Bombers achieved results only in proportion to the weight of explosives they could drop accurately on designated targets; mass was critical. The Luftwaffe and the Japanese air forces had formidable capabilities for supporting their respective ground forces and navies, as well as for killing refugees and promoting terror, but their aircraft carried small bombloads. The Luftwaffe inflicted pain and destruction during the 1940–41 blitz on Britain, but nowhere near sufficient to make a decisive impact on the ability of Churchill’s nation to continue the war. Thereafter, Germany’s air force suffered a steady decline: when the first generation of Axis airmen was killed off, training of their successors languished. Both the Germans and the Japanese made a critical strategic mistake, to which fuel famine contributed, by failing to allocate resources to sustain a flow of proficient pilots. By 1944–45, Axis flying skills had become markedly inferior to those of their American and British counterparts. The Russians displayed the same ruthlessness in training and expending aircrew as in everything else. By 1943 they had some good aircraft and able pilots, but their technology was less advanced, and they suffered savage losses.

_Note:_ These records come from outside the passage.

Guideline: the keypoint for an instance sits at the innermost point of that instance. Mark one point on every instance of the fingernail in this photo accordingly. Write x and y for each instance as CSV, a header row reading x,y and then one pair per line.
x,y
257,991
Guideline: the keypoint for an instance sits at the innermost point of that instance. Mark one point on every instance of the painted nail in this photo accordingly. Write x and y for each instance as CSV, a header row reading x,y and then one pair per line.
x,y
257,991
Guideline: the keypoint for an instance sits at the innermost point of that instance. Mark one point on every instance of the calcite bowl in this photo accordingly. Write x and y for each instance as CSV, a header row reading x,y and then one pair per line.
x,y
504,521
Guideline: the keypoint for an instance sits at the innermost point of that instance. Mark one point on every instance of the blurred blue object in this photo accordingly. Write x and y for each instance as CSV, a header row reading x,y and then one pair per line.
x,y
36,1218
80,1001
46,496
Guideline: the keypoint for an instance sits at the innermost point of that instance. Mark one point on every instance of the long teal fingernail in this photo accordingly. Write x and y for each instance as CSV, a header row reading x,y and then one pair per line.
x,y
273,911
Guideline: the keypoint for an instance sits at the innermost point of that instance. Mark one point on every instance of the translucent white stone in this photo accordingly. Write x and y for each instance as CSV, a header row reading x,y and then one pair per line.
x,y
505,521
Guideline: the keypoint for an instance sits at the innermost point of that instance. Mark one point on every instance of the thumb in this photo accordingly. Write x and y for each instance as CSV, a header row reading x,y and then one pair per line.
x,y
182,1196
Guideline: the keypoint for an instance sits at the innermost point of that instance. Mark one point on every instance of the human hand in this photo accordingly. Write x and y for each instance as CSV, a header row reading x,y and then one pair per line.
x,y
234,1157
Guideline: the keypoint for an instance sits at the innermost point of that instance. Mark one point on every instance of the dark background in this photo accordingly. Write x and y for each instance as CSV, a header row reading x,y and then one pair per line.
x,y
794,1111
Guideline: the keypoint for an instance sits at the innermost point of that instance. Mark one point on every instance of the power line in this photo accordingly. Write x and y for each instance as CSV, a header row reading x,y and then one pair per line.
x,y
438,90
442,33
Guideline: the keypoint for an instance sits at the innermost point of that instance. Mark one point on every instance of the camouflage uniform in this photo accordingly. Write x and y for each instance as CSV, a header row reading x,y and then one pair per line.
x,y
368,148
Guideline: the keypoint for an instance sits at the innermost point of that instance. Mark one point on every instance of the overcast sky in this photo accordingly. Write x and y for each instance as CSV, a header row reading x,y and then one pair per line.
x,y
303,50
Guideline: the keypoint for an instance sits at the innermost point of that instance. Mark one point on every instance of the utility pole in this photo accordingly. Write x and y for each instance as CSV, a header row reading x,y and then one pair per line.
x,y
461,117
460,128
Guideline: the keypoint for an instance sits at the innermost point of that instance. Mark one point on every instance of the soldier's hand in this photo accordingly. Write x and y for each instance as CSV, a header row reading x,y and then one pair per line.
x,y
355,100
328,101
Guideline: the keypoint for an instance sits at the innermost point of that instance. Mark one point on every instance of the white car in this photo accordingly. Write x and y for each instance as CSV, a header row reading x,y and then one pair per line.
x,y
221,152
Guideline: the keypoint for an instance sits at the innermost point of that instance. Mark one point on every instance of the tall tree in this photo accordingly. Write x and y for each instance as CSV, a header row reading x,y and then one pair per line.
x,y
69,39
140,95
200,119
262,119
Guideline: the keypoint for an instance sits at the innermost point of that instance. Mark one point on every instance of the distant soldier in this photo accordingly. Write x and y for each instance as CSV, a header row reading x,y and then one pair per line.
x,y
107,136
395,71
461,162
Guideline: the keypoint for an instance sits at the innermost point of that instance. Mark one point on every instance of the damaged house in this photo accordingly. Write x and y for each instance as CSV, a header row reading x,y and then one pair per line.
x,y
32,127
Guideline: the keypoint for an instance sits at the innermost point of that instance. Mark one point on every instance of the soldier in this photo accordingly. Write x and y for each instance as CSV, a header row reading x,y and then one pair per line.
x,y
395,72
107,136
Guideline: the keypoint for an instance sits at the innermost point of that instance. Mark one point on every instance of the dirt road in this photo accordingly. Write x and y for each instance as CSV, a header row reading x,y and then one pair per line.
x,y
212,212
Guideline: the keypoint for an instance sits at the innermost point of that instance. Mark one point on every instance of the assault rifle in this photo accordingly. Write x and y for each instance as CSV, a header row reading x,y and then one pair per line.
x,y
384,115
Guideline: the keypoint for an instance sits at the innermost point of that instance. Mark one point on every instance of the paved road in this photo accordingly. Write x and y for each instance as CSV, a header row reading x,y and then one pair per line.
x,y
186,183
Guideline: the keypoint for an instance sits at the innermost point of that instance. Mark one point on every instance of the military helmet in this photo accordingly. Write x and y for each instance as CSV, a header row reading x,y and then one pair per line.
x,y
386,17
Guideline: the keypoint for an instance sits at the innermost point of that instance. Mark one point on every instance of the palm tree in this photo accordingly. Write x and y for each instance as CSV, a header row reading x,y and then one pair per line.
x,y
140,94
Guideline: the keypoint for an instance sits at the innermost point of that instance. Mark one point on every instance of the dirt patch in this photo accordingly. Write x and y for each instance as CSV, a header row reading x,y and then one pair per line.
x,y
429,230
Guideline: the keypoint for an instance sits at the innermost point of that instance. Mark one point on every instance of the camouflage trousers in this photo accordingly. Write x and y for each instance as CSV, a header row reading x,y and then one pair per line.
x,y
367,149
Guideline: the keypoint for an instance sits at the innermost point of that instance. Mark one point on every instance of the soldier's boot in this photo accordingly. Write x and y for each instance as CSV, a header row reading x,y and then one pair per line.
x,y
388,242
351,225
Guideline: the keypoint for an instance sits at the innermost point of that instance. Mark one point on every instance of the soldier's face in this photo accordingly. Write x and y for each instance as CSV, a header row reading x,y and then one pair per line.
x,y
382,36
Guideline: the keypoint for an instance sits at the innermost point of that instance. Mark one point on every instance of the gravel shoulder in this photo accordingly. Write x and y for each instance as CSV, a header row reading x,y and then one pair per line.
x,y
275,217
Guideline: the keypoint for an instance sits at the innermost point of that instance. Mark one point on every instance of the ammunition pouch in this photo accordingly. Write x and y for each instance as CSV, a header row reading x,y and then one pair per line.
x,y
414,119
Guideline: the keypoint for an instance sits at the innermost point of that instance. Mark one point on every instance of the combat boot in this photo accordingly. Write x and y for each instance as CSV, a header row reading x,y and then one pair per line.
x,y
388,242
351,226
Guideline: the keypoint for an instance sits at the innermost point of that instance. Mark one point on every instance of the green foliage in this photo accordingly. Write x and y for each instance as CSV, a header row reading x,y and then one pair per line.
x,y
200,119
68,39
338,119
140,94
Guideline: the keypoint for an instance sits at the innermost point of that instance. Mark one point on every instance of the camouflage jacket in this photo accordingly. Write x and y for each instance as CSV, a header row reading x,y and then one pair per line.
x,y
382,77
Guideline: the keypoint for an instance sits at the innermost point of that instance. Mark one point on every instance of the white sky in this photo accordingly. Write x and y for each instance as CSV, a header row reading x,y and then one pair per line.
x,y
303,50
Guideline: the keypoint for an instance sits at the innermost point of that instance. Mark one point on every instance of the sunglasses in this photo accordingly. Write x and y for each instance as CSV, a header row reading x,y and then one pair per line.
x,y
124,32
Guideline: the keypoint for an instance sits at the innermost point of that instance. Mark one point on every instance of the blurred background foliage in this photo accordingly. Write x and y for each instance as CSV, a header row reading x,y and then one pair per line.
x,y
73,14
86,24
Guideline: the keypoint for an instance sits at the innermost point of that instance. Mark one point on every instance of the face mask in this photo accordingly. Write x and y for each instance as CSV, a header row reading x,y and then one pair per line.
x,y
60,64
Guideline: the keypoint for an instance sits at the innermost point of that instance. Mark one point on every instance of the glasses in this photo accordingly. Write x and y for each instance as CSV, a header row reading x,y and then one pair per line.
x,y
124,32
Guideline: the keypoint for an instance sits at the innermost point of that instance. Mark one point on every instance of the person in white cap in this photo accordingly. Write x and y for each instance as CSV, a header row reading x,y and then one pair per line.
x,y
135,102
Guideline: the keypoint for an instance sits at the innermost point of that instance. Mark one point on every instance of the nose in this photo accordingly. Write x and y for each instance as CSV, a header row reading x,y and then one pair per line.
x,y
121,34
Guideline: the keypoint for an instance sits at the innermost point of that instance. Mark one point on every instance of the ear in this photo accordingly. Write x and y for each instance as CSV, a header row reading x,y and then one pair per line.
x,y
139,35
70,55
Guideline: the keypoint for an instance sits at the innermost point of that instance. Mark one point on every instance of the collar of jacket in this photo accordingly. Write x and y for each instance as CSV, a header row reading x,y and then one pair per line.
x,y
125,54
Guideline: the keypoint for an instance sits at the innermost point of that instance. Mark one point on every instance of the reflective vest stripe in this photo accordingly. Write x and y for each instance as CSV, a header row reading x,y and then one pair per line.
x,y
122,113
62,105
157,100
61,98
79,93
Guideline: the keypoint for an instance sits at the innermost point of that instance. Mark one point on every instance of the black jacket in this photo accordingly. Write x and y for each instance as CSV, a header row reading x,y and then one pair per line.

In the second half of the war, the Western Allies produced superb planes in vast numbers, but the Germans introduced only two good new types – the Focke-Wulf 190 and the revolutionary Me 262 jet fighter. Numbers of the latter were too small and pilot skills inadequate to avert the Luftwaffe’s eclipse in the sky. The Japanese Zero, which so daunted the Allies in 1941– 42, became wholly outclassed. It has been described as ‘an origami aircraft’ – light, graceful, superbly manoeuvrable, but frail and offering negligible concessions to pilot safety, for instance lacking cockpit armour. Commander David McCampbell, the US Navy’s top-scoring air ace of the war, said: ‘We learned very early that if you hit them near the wing roots, where the fuel was, they would explode right in your face.